Vor gut einem Jahr eröffnete ich meinen Online-Shop Lovely British Somethings. Warum? Weil ich mein Leben in Nordengland, das ich 2013 aufgegeben hatte, ganz fürchterlich vermisste und wieder näher „dran sein“ wollte. „Dran“ am Britischen Lifestyle; „dran“ an den Menschen, in deren Mitte ich mich sieben Jahre lang so wohl gefühlt hatte; „dran“ an der mystischen Landschaft, den urigen Traditionen, der Pub-Wohlfühlatmosphäre, den mit Blumen übersäten Dörfern, der britischen Musik, und, und, und…

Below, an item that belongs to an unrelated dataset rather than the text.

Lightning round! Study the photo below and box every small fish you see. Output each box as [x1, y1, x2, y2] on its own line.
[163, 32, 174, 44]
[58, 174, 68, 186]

Fast ein Jahr lang bereitete ich die Shop-Eröffnung vor. Ich suchte und kontaktierte Künstlerinnen und Kunsthandwerker, Kreative und Schaffende, und stellte ein kleines aber feines Einstiegssortiment zusammen. Gleichzeitig studierte ich die Shopsysteme, und verzweifelte kurzzeitig an der Qual der Wahl. Ich trat Facebookgruppen und Internetforen bei, erhielt wertvolle Ratschläge und versuchte meine eigenen Erfahrungen weiterzugeben. Bald stellte ich fest, dass es dort draußen – neben den ewigen Meckerheinis und Nörglern – eine ganze Menge netter Menschen gibt, die versuchen ihren eigenen Weg zu gehen, die kämpfen, stolpern und aufstehen, sich gegenseitig unterstützen und gelegentlich ihre Laufrichtung an ihre neuen Erkenntnisse und Ziele anpassen.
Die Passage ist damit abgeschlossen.